If this value is not set,
the request uses the session encryption key.
.It Fa crp_auth_key
Pointer to a request-specific authentication key.
If this value is not set,
the request uses the session authentication key.
.It Fa crp_opaque
An opaque pointer.
This pointer permits users of the cryptographic framework to store
information about a request to be used in the callback.
.It Fa crp_callback
Callback function.
This must point to a callback function of type
.Vt void (*)(struct cryptop *) .
The callback function should inspect
.Fa crp_etype
to determine the status of the completed operation.
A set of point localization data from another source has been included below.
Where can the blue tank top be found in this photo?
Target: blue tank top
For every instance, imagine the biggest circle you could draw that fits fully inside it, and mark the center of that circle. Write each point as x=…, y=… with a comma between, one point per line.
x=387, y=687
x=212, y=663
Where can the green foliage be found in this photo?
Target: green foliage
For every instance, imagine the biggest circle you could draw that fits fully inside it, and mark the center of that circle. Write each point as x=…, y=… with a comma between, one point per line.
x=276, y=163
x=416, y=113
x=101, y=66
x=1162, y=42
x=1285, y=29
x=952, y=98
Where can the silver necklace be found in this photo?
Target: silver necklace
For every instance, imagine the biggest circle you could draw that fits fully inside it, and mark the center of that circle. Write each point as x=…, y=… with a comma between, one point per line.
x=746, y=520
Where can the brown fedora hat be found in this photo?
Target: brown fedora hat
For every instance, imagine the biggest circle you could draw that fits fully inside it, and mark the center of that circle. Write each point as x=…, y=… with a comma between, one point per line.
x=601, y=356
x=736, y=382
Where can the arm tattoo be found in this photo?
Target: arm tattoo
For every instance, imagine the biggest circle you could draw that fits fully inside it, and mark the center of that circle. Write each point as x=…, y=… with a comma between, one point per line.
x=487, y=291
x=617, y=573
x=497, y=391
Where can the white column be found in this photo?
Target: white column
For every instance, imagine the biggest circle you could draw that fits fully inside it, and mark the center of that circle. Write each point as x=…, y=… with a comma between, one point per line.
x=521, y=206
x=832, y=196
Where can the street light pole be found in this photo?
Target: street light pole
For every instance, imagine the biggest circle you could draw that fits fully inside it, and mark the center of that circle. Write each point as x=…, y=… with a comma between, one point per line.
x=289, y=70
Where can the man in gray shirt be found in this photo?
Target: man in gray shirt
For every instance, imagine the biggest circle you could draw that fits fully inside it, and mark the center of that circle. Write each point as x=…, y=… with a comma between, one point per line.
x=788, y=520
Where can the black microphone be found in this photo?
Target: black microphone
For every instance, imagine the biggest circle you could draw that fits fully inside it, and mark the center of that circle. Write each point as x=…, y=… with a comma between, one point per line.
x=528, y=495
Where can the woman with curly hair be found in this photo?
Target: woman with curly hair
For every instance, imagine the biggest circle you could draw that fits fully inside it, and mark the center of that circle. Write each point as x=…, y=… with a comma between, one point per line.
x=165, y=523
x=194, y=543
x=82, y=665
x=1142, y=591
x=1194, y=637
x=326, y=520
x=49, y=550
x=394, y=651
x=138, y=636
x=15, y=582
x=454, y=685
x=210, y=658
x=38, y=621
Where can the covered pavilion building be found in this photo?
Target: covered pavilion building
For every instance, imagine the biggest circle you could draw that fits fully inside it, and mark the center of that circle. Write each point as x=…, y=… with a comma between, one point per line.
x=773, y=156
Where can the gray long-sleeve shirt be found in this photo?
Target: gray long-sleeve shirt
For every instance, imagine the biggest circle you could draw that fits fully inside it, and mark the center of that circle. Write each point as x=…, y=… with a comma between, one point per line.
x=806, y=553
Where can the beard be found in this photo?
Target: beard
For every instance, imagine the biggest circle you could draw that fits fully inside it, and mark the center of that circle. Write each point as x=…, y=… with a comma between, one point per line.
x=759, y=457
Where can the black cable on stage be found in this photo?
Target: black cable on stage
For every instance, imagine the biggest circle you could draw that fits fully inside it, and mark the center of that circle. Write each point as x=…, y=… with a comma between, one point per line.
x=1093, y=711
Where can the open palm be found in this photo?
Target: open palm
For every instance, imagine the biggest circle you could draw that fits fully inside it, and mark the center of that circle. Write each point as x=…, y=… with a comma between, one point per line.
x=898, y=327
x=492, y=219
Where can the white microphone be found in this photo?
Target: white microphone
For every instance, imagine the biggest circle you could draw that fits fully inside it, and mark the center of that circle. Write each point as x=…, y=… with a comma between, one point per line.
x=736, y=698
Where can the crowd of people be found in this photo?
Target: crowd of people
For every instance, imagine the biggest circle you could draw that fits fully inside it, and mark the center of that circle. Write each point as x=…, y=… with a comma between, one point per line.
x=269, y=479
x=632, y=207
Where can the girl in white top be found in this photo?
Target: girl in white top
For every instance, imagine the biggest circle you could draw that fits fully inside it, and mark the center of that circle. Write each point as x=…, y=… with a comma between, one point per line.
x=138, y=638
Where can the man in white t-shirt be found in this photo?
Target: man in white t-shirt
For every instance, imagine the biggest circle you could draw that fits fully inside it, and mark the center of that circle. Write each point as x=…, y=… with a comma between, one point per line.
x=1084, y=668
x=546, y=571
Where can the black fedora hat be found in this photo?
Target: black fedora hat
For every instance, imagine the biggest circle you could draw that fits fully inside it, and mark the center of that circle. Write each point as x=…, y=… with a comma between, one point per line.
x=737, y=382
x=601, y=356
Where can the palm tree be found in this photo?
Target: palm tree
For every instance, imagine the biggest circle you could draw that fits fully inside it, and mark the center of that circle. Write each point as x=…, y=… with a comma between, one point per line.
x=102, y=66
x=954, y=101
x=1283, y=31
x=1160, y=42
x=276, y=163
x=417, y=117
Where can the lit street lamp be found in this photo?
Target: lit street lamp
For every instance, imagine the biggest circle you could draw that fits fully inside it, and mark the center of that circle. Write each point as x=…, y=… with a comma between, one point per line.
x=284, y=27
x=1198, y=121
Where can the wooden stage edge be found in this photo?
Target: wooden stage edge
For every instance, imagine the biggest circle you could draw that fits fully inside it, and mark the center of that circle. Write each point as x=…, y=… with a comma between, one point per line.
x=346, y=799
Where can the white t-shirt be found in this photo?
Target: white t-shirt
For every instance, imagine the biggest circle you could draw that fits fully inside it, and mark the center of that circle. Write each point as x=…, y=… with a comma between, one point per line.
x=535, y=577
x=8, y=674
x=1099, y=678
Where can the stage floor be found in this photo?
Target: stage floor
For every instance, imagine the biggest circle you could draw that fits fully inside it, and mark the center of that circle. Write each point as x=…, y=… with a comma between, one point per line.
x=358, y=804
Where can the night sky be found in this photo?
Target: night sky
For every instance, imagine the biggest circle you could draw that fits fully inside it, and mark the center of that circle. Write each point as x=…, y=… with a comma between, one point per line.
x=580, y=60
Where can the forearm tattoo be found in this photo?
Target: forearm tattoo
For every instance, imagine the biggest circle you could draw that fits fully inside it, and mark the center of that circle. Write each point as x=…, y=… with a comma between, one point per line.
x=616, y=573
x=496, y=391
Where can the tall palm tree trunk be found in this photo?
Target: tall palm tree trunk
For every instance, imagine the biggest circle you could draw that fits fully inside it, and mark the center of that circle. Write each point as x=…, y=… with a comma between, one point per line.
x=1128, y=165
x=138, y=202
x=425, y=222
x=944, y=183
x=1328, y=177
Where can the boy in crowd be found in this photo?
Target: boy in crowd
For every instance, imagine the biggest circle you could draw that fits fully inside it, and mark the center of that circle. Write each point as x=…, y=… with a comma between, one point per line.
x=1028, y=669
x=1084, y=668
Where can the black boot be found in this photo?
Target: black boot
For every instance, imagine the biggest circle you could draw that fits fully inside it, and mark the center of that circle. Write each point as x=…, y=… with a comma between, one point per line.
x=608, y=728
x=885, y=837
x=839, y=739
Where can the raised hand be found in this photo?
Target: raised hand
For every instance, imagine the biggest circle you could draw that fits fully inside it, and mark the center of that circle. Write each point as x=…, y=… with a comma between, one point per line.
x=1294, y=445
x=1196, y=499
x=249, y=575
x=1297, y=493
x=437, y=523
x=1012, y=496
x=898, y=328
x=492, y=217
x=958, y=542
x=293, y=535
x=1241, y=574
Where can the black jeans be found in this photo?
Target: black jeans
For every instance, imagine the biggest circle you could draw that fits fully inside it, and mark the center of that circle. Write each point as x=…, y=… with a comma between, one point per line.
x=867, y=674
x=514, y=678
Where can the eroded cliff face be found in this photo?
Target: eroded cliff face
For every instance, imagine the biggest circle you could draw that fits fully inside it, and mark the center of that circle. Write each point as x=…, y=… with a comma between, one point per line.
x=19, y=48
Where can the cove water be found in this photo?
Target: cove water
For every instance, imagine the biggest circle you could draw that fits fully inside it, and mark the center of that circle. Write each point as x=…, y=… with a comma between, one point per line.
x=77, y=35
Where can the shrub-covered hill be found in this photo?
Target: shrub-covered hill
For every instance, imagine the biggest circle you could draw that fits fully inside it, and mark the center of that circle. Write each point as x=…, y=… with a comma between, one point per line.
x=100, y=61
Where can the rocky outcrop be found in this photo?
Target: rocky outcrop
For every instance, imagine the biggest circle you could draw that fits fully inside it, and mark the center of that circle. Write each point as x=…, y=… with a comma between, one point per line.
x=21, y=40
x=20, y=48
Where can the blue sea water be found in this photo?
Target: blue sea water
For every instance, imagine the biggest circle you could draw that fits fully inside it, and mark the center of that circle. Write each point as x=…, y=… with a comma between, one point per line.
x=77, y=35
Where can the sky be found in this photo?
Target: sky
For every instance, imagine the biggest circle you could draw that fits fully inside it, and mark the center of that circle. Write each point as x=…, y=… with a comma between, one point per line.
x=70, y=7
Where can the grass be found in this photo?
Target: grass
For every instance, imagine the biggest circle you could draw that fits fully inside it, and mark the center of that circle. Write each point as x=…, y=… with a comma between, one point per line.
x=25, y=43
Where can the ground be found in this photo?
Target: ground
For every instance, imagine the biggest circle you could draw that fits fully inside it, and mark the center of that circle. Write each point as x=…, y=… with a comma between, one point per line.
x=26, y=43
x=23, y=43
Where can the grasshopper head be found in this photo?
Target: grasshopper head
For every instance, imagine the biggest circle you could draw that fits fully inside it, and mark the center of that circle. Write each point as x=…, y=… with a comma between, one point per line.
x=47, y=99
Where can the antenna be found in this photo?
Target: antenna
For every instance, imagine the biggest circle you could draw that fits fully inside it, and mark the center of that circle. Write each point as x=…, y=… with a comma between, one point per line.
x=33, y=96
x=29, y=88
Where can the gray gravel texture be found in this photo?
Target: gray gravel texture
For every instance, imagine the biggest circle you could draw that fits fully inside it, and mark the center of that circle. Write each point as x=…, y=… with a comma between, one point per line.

It should also arrange for the request to be freed via
.Fn crypto_freereq .
.El
.Sh RETURN VALUES
.Fn crypto_dispatch
returns an error if the request contained invalid fields,
or zero if the request was valid.
.Fn crypto_getreq
returns a pointer to a new request structure on success,
or
.Dv NULL
on failure.
.Dv NULL
can only be returned if
.Dv M_NOWAIT
was passed in
.Fa how .
.Sh SEE ALSO
.Xr ipsec 4 ,
.Xr crypto 7 ,
.Xr crypto 9 ,
.Xr crypto_session 9 ,
.Xr mbuf 9
.Xr uio 9
.Sh BUGS
Not all drivers properly handle mixing session and per-request keys
within a single session.
Consumers should either use a single key for a session specified in
the session parameters or always use per-request keys.